[Solved] Debugging NaNs in gradients

Hi there!

I’ve been training a model and I am constantly running into some problems when doing backpropagation. It turns out that after calling the backward() command on the loss function, there is a point in which the gradients become NaN. I am aware that in pytorch 0.2.0 there is this problem of the gradient of zero becoming NaN (see issue #2421 or some posts in this forum. I have therefore modified reduce.py as indicated in commit #2775 (I somehow cannot build everything from source). This means that when I run the code

x = Variable(torch.zeros(1), requires_grad=True)
out = x * 3

I get the result 3.

But even with this, the problem is not disappearing.

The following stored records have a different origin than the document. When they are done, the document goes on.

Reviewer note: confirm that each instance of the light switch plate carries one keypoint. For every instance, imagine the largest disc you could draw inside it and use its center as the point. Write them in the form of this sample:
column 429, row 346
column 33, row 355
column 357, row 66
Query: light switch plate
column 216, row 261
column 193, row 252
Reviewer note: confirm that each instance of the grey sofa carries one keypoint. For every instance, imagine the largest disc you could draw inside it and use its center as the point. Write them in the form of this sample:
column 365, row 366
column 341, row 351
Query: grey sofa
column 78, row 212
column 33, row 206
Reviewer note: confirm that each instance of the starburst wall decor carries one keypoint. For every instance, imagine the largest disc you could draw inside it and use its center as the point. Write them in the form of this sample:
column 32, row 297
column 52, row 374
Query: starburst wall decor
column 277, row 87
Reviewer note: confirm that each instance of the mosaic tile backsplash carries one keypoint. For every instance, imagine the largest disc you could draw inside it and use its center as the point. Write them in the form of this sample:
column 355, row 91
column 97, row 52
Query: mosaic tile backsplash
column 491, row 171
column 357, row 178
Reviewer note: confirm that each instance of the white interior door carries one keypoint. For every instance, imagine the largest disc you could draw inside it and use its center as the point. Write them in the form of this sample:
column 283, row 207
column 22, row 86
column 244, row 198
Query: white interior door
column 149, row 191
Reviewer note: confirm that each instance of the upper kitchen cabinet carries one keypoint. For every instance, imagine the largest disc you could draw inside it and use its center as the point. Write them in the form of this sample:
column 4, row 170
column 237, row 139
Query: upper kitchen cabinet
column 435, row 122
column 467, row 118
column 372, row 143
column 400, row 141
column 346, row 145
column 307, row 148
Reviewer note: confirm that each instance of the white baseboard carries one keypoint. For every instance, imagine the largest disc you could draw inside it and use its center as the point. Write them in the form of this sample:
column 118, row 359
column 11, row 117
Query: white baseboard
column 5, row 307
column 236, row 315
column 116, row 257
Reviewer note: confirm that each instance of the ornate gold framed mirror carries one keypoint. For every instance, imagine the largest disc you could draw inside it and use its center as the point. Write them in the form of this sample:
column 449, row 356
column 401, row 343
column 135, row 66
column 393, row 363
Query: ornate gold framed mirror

I have monitored the weights, and they seem all good until the NaN in the gradient appears (I have checked the magnitude of each of the weights individually). So I was wondering, is there a way I can “quickly” identify what is the source of the NaN in the gradient other than keeping track of every single computation in the model?

Thank you in advance.


The issue you linked is not applicable to your code snippet. It is about the specific norm operation of a zero tensor rather than any operation. Your code snippet works perfectly fine on vanilla 0.2 install.

To debug NaN grad, you can add backward hook at each step of your network, and print to see where they become NaN.


Thanks for your answer Simon. This is strange, since I installed pytorch 0.2.0 from anaconda, ran the snippet, got NaN, updated reduce.py, ran the snippet again and got 3. Anyway, that is not my main concern actually. Thanks for your suggestion, I’ll try it and report back :slight_smile:

1 Like

Hmm I tried running the code before posting and it worked… That is weird.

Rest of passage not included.